Em 2022, uma nova catástrofe foi por pouco evitada, mas isso se deveu mais à virtude de alguns atores políticos, notadamente à determinação do ministro Alexandre de Moraes no comando do Tribunal Superior Eleitoral e à imensa popularidade e habilidade política de Lula, do que propriamente à solidez de nossas instituições perante as ameaças postas pela manipulação dessas novas tecnologias da comunicação.
Há um descompasso sério de temporalidades
aqui. As instituições demoram para ser adaptadas a fim de enfrentar novas
realidades. Do outro lado, contudo, as tecnologias digitais evoluem em passo
acelerado, de um ano para o outro, em questão de meses. Foi o “golpe” da
Cambridge Analytica usando o Facebook, depois veio a técnica do firehosing por
meio do WhatsApp, temos a já “velha” conhecida monetização dos produtores de
fake pelo YouTube, e hoje, com a multiplicação das redes sociais, são várias as
ameaças à saúde da comunicação política: tudo ao mesmo tempo e misturado. Esse
estado de coisas apresenta um desafio enorme à regulação.
Contudo o problema é ainda mais grave, pois
isso tudo já é visão retrospectiva. Como regular o que está por vir ou o que
está sendo gestado neste momento? Refiro-me aqui à inteligência artificial de
última geração e à maneira cataclísmica como ela hoje atinge o mundo digital.
Entre as inúmeras promessas e ameaças que ela representa, uma é particularmente
sensível à comunicação política: a proliferação de deep fakes, os vídeos falsos
que trazem representações da realidade manipuladas, mas imperceptíveis.

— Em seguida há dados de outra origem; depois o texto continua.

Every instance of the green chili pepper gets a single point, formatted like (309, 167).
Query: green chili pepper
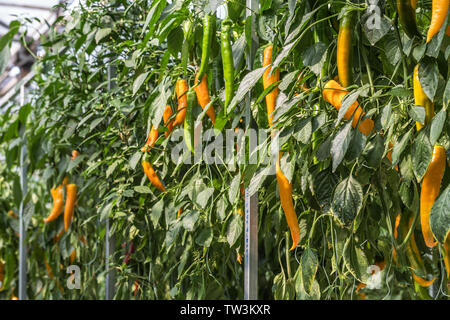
(407, 16)
(10, 269)
(227, 62)
(186, 46)
(189, 120)
(235, 8)
(209, 22)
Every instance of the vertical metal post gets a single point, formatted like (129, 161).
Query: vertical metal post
(110, 241)
(251, 202)
(22, 226)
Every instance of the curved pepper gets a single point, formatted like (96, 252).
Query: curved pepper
(209, 22)
(344, 49)
(271, 97)
(189, 121)
(431, 185)
(439, 9)
(203, 97)
(152, 176)
(334, 93)
(151, 139)
(58, 203)
(227, 62)
(285, 188)
(181, 90)
(421, 99)
(71, 198)
(169, 125)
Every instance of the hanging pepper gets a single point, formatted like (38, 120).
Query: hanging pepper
(127, 258)
(271, 97)
(235, 9)
(152, 176)
(209, 22)
(344, 48)
(71, 198)
(136, 288)
(431, 185)
(407, 14)
(439, 9)
(8, 273)
(447, 256)
(181, 90)
(2, 274)
(169, 125)
(189, 121)
(203, 97)
(75, 154)
(412, 251)
(58, 236)
(421, 99)
(227, 62)
(285, 188)
(58, 203)
(73, 256)
(334, 93)
(389, 154)
(151, 139)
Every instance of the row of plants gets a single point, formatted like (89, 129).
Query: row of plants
(354, 94)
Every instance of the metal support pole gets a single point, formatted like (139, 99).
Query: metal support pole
(110, 241)
(22, 226)
(251, 202)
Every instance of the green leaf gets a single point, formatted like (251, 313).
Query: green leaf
(437, 124)
(139, 81)
(400, 146)
(174, 39)
(156, 212)
(355, 261)
(374, 151)
(347, 200)
(234, 188)
(234, 229)
(309, 264)
(323, 184)
(246, 84)
(205, 237)
(375, 27)
(101, 33)
(314, 56)
(203, 197)
(221, 207)
(417, 113)
(190, 219)
(303, 130)
(171, 234)
(440, 216)
(153, 16)
(340, 144)
(422, 152)
(5, 55)
(142, 189)
(429, 77)
(135, 159)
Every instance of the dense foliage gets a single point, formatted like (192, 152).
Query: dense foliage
(347, 193)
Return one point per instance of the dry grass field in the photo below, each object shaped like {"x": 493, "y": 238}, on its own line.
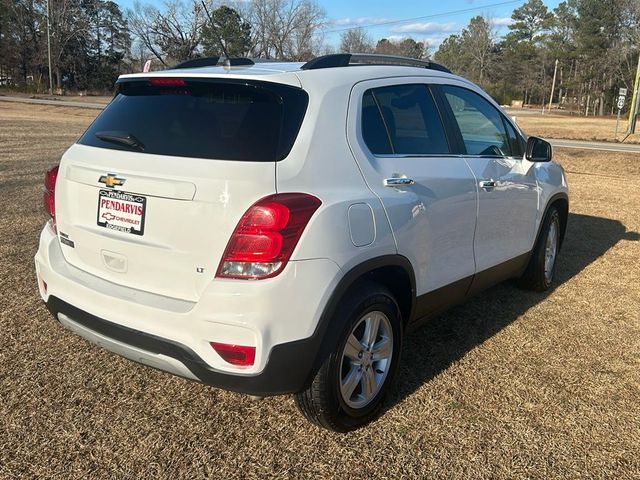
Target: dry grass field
{"x": 512, "y": 384}
{"x": 574, "y": 127}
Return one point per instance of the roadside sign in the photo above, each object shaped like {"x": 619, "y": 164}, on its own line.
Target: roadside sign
{"x": 621, "y": 100}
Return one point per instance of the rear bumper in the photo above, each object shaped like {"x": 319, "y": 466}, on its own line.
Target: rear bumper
{"x": 287, "y": 370}
{"x": 281, "y": 317}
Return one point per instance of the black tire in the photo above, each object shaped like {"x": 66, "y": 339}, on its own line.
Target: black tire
{"x": 323, "y": 402}
{"x": 537, "y": 276}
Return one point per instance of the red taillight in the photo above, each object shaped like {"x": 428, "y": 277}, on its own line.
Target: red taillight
{"x": 167, "y": 82}
{"x": 49, "y": 197}
{"x": 266, "y": 235}
{"x": 235, "y": 354}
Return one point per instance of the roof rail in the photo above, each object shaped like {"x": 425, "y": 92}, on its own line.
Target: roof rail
{"x": 350, "y": 59}
{"x": 214, "y": 61}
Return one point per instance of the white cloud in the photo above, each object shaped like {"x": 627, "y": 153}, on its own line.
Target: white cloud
{"x": 425, "y": 28}
{"x": 501, "y": 21}
{"x": 356, "y": 22}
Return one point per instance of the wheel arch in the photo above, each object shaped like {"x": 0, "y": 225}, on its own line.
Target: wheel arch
{"x": 561, "y": 202}
{"x": 394, "y": 272}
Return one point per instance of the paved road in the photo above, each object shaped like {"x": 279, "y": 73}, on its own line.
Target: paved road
{"x": 603, "y": 146}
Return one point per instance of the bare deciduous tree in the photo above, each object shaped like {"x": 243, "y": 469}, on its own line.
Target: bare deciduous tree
{"x": 356, "y": 40}
{"x": 284, "y": 29}
{"x": 173, "y": 34}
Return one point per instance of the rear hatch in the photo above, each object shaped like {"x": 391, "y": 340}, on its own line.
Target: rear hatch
{"x": 150, "y": 195}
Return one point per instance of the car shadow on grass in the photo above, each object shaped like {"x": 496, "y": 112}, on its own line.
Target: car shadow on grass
{"x": 447, "y": 338}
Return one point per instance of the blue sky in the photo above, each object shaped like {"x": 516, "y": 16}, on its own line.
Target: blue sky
{"x": 442, "y": 18}
{"x": 439, "y": 18}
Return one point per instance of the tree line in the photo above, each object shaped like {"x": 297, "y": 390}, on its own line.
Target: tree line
{"x": 595, "y": 42}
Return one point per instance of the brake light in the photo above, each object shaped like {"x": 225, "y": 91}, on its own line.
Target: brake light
{"x": 49, "y": 196}
{"x": 240, "y": 355}
{"x": 266, "y": 236}
{"x": 167, "y": 82}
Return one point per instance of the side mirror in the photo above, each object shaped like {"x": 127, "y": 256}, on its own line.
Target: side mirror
{"x": 538, "y": 150}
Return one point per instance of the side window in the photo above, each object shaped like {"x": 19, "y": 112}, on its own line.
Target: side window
{"x": 515, "y": 140}
{"x": 374, "y": 131}
{"x": 411, "y": 120}
{"x": 481, "y": 125}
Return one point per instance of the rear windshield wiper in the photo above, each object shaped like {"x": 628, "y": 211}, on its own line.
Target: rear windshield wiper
{"x": 121, "y": 138}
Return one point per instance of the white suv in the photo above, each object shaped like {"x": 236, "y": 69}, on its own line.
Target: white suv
{"x": 275, "y": 228}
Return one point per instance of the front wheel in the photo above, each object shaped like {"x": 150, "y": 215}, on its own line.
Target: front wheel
{"x": 349, "y": 388}
{"x": 542, "y": 266}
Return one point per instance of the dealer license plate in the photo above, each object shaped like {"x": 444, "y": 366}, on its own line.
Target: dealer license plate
{"x": 121, "y": 211}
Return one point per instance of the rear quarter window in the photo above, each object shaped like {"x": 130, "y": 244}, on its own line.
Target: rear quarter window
{"x": 212, "y": 119}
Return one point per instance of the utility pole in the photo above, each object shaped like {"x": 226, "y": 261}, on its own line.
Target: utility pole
{"x": 553, "y": 85}
{"x": 49, "y": 48}
{"x": 635, "y": 100}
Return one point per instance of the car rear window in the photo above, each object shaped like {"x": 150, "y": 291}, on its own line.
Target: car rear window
{"x": 202, "y": 118}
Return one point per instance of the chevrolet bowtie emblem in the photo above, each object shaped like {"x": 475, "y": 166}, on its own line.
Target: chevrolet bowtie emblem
{"x": 111, "y": 180}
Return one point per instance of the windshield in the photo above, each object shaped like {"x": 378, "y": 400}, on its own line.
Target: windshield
{"x": 202, "y": 118}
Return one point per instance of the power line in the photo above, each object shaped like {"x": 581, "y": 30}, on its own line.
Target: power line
{"x": 424, "y": 17}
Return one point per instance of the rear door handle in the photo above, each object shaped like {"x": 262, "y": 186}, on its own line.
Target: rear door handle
{"x": 488, "y": 184}
{"x": 398, "y": 182}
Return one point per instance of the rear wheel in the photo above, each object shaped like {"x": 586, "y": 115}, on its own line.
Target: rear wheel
{"x": 542, "y": 265}
{"x": 348, "y": 390}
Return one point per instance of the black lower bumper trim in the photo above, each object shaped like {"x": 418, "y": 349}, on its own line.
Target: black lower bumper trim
{"x": 287, "y": 370}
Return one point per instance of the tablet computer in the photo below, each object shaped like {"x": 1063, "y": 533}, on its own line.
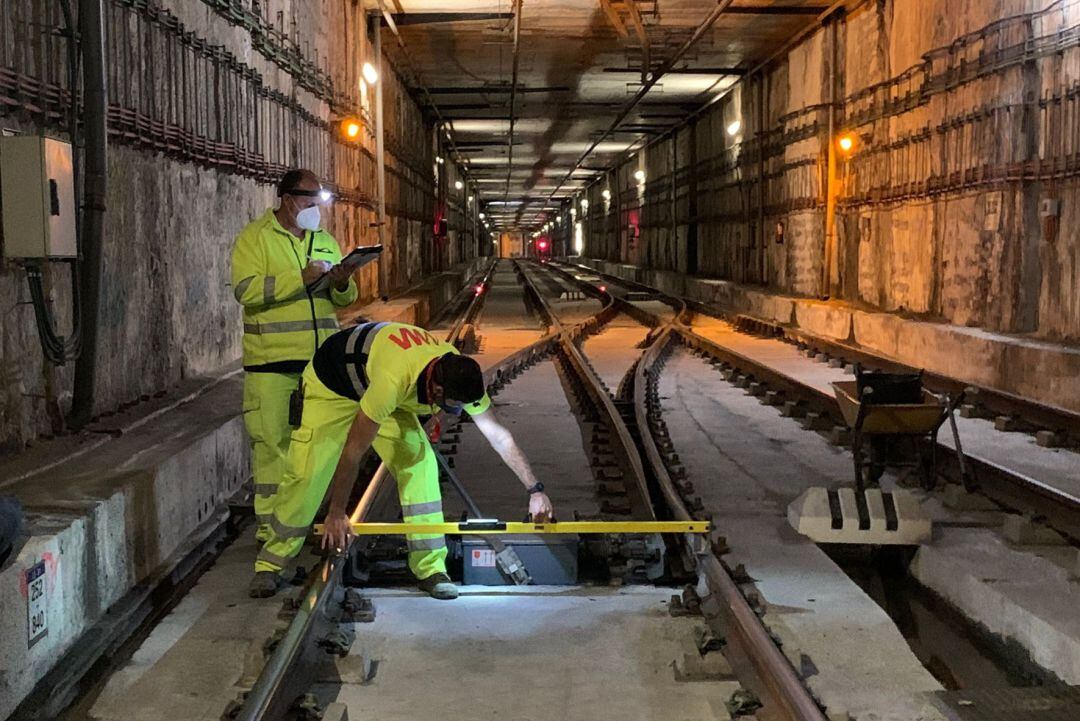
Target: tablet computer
{"x": 353, "y": 260}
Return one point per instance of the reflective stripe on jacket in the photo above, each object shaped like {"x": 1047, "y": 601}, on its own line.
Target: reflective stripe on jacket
{"x": 267, "y": 267}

Os deep fakes já existiam, mas eram muito
difíceis de produzir, e o resultado final nem sempre era convincente. O rápido
desenvolvimento da inteligência artificial tornou simples e barato reproduzir
imagens em movimento e áudio à perfeição.
Agora, imaginemos o cenário de uma campanha
política inundada por vídeos falsos, em meio à qual é impossível ao eleitor ter
certeza de que a informação recebida é minimamente confiável. Claro que isso já
acontece em alguma medida nos dias de hoje, mas as coisas podem piorar — e
muito.
A conclusão a que devemos chegar é simples:
para aqueles que defendem o regime democrático, a solução é regulamentação ou
regulamentação. Não existe alternativa, tampouco garantia de que será
suficiente para nos preservar. Mas não trilhar esse caminho é renunciar ao já
frágil sistema representativo que temos. As alternativas a ele já se apresentam
no Brasil e no mundo, e todas elas são aterradoras.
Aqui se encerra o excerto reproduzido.